Tripegfilgrastim Trial to Reduce the Risk of Severe Neutropenia in Patients With Unresectable Pancreaticobiliary Cancers (Dulastin)

Pancreatic cancer and Bile duct cancer are the 8th and 9th leading causes of all cancer in Korea, have 5-year survival rates of approximately 20%, and unresectable cancers show a poor prognosis of approximately 5%. The first-line treatment recommended for unresectable pancreaticobiliary cancer is chemotherapy. FOLFIRINOX or gemcitabine/nab-paclitaxel combination therapy is recommended for pancreatic cancer, and gemcitabine/cisplatin combination therapy is recommended for bile duct cancer. Recently, anticancer therapy advances have led to an increase in survival for pancreaticobiliary cancer patients, and more than half of patients receive secondary chemotherapy due to disease progression after first-line treatment. Recently, with the introduction of nanoliposomal irinotecan (nal-IRI) and the clinical outcomes of Phase 3 NAPOL-1 trial and the Phase 2b NIFTY trial, nal-IRI/5-FU/LV combination therapy is being used as second-line chemotherapy following gemcitabine treatment. Granulocyte colony-stimulating factors (G-CSFs) (filgrastim, pegfilgrastim, and tripegfilgrastim) can be used for neutropenia prevention and treatment. In particular, pegylated G-CSF can reduce patient discomfort due to its long retention time. In a retrospective study analyzing the use of G-CSF for primary neutropenia prevention in Korea, pancreatic cancer patients who received FOLFIRINOX treatment that exhibited neutropenia and FN were significantly reduced from 55.6% to 31.6% (P = 0.003) and from 18.5% to 1.8% (P = 0.002), respectively. Similarly, in a retrospective study in Japan, preventive pegylated G-CSF treatment reduced the incidence of FN from 23% to 0%, and in a double-blinded, randomized, phase 3 breast cancer clinical trial, pegylated G-CSF treatment significantly reduced the incidence of FN from 68.8% to 1.2%. In a retrospective study of non-small cell lung cancer, another solid cancer, the incidence of FN in the preventive pegylated G-CSF treatment group was 0%, compared to an incidence of 50% in the control group.

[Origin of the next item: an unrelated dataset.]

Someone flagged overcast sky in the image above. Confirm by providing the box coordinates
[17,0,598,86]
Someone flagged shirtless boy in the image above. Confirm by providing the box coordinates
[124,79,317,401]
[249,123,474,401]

However, no studies have evaluated the efficacy of G-CSF in pancreaticobiliary cancer patients receiving nal-IRI/5-FU/LV combination therapy yet. Hence, our objective was to report the effects of pegylated G-CSF on preventing severe neutropenia in patients receiving nal-IRI/5-FU/LV combination chemotherapy for unresectable pancreaticobiliary cancer.